Propus, como única coisa a fazer nesse contexto, a compra de uma página dupla em algum jornal ou revista local durante o desenrolar da conferência para que povos indígenas pudessem imprimir manifestos ou programas de teor ecológico, ou até mesmo relacionados à sua posição difícil na sociedade. Queria dar-lhes a oportunidade de se expressar, contribuindo meu honorário e o dinheiro da passagem.
Inicialmente o Instituto Goethe se entusiasmou, mas mais tarde achou arriscado e político demais e, no final, disseram que não havia verba suficiente para isso. Minha participação teria se limitado a possibilitar essas manifestações durante a conferência, limitando meu papel, no máximo, à programação da página.
Folha- Muitos pensam que seu trabalho lida apenas com sociedades indígenas, esquecendo suas instalações no Metrô de Paris, ou sua sala permanente no Museum fur Moderne Kunst de Frankfurt.

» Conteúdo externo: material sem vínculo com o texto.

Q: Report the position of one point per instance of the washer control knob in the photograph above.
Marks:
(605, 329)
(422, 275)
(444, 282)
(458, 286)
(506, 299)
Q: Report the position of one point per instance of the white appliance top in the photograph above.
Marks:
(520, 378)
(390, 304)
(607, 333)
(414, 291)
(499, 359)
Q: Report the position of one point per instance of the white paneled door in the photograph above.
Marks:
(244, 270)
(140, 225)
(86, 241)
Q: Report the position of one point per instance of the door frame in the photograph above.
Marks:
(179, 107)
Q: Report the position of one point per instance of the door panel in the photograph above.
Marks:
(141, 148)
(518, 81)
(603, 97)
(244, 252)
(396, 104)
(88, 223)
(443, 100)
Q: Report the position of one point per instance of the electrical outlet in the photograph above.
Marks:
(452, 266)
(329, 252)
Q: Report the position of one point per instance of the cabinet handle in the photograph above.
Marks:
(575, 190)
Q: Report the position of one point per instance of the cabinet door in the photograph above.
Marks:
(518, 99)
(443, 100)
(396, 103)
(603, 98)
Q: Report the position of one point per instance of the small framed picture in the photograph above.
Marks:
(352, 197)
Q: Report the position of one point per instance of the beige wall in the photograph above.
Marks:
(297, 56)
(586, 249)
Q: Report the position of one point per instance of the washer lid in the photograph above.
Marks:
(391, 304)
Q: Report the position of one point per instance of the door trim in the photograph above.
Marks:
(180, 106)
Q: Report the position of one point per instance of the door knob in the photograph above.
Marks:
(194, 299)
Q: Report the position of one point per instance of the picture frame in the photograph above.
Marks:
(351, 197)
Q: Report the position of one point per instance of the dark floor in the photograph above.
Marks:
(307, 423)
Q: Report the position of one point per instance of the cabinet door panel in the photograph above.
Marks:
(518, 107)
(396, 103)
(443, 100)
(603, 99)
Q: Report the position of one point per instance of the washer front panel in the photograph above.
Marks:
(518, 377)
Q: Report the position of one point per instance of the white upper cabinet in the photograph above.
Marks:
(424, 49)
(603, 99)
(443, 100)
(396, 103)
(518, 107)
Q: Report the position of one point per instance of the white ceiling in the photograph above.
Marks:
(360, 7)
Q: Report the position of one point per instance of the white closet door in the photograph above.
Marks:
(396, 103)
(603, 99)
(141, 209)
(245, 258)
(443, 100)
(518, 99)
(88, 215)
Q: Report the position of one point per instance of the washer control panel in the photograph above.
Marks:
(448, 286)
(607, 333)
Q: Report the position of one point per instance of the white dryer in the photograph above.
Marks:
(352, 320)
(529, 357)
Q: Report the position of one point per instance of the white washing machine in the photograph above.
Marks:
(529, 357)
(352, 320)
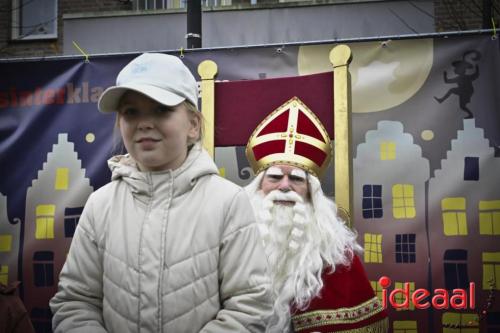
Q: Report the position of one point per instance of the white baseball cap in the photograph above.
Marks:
(161, 77)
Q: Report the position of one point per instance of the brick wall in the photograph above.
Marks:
(454, 15)
(13, 49)
(450, 15)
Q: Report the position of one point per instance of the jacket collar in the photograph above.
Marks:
(197, 164)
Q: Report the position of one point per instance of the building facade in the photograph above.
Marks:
(49, 28)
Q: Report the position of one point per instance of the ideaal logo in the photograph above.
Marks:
(440, 299)
(69, 94)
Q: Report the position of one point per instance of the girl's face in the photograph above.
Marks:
(156, 136)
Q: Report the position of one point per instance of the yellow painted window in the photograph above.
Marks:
(491, 270)
(489, 217)
(45, 221)
(4, 274)
(373, 248)
(377, 289)
(404, 326)
(403, 201)
(222, 172)
(454, 217)
(387, 150)
(62, 179)
(5, 243)
(464, 322)
(400, 298)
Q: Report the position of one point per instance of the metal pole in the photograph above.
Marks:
(487, 14)
(193, 35)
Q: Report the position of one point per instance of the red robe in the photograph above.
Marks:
(346, 303)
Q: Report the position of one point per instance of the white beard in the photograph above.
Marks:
(300, 241)
(292, 245)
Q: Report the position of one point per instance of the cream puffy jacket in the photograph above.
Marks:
(174, 251)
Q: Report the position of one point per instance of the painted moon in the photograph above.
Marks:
(383, 75)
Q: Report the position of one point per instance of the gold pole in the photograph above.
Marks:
(340, 57)
(207, 70)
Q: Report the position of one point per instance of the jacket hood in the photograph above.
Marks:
(197, 164)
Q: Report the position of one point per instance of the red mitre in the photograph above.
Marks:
(292, 134)
(347, 303)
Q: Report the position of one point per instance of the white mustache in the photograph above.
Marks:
(277, 195)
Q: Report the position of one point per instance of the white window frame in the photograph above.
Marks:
(17, 22)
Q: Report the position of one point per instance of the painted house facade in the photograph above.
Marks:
(389, 199)
(49, 227)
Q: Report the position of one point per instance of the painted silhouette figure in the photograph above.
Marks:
(463, 81)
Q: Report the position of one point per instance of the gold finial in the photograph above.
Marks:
(207, 69)
(340, 55)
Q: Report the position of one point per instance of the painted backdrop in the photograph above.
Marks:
(426, 134)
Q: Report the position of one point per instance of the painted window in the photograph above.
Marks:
(4, 274)
(372, 202)
(491, 270)
(493, 322)
(34, 19)
(377, 289)
(460, 322)
(471, 168)
(42, 320)
(71, 217)
(5, 243)
(45, 221)
(43, 268)
(387, 150)
(489, 217)
(400, 298)
(62, 179)
(164, 4)
(405, 248)
(454, 216)
(403, 201)
(373, 248)
(404, 326)
(455, 269)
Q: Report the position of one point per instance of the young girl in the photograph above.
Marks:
(168, 245)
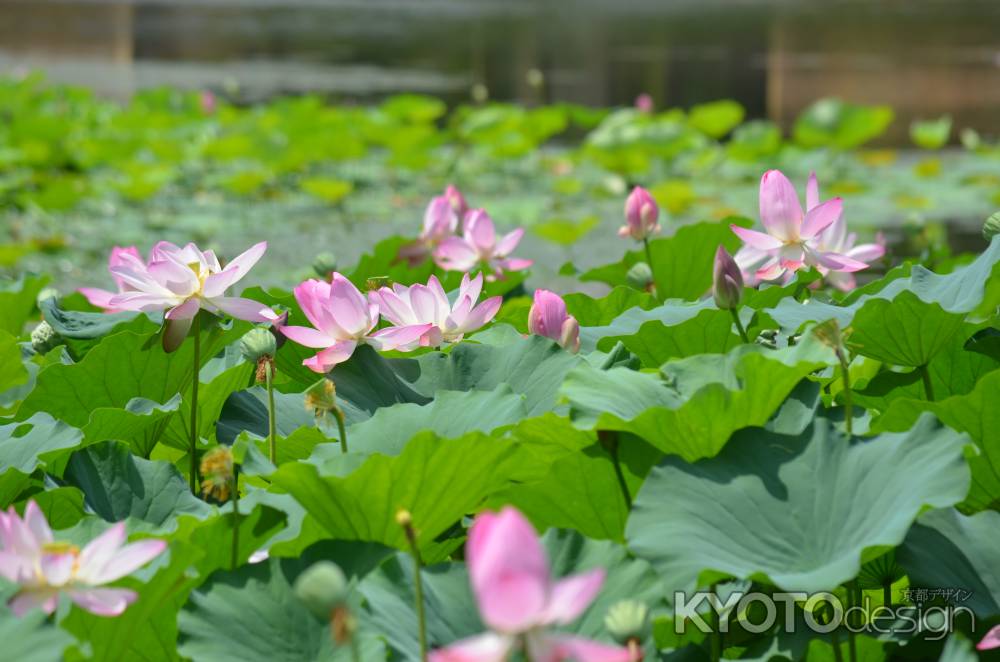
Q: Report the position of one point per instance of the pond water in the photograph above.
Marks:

Sua versão berlinense do projeto da Eco-92 poderia ter sido oferecer uma página dupla para os imigrantes turcos...
Baumgarten - Exatamente, pois trata-se do mesmo assunto em outro lugar. Me interessa mais refletir sobre minha própria condição do que criticar determinado tipo de comportamento social, ou defender os direitos do próximo, ou das minorias sociais. Me interessa também criticar as práticas institucionais dos museus. Procuro desenvolver um discurso sobre as boas maneiras. Não um discurso rígido, mas que estabeleça certas regras que coloquem as coisas nos lugares, culminando sempre nas questões "é necessário?" e "faz sentido?"